Bug 107206 - [arcmsr] Background fsck causes kernel panic with arcmsr
Summary: [arcmsr] Background fsck causes kernel panic with arcmsr
Status: Closed Overcome By Events
Alias: None
Product: Base System
Classification: Unclassified
Component: kern (show other bugs)
Version: Unspecified
Hardware: Any Any
: Normal Affects Only Me
Assignee: freebsd-bugs (Nobody)
URL:
Keywords:
Depends on:
Blocks:
 
Reported: 2006-12-26 12:30 UTC by Geoffrey Giesemann
Modified: 2017-08-26 03:32 UTC (History)
1 user (show)

See Also:

Attachments
Add an attachment (proposed patch, testcase, etc.)

Note You need to log in before you can comment on or make changes to this bug.
Description Geoffrey Giesemann 2006-12-26 12:30:13 UTC 
I'm running a dual P3 machine with an SMP kernel, with all the hard drives
hanging off a single Areca ARC-1120 (arcmsr).
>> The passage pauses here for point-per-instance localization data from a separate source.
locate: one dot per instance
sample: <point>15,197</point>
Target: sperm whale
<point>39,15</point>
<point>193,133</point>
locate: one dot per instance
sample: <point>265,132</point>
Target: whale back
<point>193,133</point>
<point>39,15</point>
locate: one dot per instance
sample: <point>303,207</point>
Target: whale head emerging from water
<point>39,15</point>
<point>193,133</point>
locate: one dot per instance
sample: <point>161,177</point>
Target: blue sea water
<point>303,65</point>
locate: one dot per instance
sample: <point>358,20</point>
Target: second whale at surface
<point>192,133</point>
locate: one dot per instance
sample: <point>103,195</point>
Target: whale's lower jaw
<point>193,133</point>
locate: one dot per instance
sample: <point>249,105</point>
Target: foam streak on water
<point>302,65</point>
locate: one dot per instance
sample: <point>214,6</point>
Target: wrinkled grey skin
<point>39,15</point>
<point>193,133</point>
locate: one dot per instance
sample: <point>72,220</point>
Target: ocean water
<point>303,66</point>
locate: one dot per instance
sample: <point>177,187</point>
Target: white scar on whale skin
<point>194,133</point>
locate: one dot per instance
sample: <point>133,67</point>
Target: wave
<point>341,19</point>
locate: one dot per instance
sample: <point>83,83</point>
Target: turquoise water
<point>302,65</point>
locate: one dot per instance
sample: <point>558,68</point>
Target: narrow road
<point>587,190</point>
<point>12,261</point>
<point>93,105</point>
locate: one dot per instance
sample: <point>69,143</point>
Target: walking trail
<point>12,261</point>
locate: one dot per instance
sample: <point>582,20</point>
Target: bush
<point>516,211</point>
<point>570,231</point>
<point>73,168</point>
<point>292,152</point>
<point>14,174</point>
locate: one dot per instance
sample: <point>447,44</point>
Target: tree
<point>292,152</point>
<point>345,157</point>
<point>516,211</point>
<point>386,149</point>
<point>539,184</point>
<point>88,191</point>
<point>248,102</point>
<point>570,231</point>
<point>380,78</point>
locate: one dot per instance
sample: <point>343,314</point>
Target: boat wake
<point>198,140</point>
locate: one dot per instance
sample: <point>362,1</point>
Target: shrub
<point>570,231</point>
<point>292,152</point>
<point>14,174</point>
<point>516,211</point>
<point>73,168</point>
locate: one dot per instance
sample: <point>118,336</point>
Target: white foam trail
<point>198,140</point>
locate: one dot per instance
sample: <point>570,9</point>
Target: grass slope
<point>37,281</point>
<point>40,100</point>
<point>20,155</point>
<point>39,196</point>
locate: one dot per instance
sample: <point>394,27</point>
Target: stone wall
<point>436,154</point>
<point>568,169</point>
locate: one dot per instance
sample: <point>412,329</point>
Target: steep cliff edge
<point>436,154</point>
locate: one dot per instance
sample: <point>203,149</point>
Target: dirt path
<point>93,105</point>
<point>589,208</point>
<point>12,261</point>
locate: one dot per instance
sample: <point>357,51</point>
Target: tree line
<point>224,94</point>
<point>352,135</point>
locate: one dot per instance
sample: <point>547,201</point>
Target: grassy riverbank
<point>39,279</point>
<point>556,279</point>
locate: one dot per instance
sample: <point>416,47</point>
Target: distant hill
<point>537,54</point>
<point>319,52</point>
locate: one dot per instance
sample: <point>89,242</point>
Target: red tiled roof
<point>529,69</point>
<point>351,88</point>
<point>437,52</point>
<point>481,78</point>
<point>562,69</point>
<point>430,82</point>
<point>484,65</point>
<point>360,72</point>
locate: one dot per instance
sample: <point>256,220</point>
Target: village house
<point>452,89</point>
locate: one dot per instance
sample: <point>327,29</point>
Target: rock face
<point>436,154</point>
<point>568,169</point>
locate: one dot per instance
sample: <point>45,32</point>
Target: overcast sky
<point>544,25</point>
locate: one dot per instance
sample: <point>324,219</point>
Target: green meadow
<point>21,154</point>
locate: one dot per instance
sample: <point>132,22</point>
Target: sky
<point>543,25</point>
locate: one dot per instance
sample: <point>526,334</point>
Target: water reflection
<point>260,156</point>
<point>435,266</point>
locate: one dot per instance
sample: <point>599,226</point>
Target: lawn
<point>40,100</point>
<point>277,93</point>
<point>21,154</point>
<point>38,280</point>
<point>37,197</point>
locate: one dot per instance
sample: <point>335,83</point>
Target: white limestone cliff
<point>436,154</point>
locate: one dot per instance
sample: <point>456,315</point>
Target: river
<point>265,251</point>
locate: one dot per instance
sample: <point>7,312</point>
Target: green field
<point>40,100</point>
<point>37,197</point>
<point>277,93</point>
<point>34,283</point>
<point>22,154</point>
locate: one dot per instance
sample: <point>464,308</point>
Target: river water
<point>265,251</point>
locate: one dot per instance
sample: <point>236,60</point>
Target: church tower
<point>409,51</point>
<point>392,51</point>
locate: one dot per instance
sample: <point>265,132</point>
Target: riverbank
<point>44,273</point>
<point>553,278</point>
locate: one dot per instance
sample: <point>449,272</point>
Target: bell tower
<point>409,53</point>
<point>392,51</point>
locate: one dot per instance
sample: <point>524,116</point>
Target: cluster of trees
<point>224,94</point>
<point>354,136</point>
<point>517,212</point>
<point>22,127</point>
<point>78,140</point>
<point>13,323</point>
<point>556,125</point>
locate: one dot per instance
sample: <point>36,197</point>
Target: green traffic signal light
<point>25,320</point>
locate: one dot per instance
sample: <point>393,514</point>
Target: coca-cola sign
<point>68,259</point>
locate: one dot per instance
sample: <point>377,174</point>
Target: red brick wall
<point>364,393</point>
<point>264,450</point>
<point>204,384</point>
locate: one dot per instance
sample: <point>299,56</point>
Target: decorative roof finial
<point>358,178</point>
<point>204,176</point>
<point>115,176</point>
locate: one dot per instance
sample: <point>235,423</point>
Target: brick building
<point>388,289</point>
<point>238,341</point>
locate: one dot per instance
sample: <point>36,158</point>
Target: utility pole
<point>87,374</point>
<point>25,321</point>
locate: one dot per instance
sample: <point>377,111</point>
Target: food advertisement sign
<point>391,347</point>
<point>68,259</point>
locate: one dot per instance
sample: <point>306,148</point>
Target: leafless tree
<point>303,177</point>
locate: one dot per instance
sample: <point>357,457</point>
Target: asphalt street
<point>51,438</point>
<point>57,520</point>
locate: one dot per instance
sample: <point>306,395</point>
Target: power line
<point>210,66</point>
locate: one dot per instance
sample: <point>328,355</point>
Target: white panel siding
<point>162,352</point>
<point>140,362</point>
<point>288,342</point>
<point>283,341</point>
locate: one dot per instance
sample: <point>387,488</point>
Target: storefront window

I migrated to a new larger RAID5 volume on the machine recently. Trying to
do this with snapshots caused the odd (difficult-to-reproduce) kernel panic
(I used dd instead). To speed up the migration I enabled write-caching to
the new volumes.

Several days later, writing files to the array via Samba causes a kernel
panic. Following this, the system reboots and proceeds to crash in the
background fsck. This occurred twice before I booted to a 6.1 install cd,
ran fsck in the foreground (which worked fine), and got everything running
again. I had savecore turned on after the snapshot problems, so I now have
three large coredumps.

# kgdb /usr/obj/usr/src/sys/IDDQD/kernel.debug /var/crash/vmcore.0
[GDB will not be able to debug user-mode threads: /usr/lib/libthread_db.so: Undefined symbol "ps_pglobal_lookup"]
GNU gdb 6.1.1 [FreeBSD]
Copyright 2004 Free Software Foundation, Inc.
GDB is free software, covered by the GNU General Public License, and you are
welcome to change it and/or distribute copies of it under certain conditions.
Type "show copying" to see the conditions.
There is absolutely no warranty for GDB.  Type "show warranty" for details.
This GDB was configured as "i386-marcel-freebsd".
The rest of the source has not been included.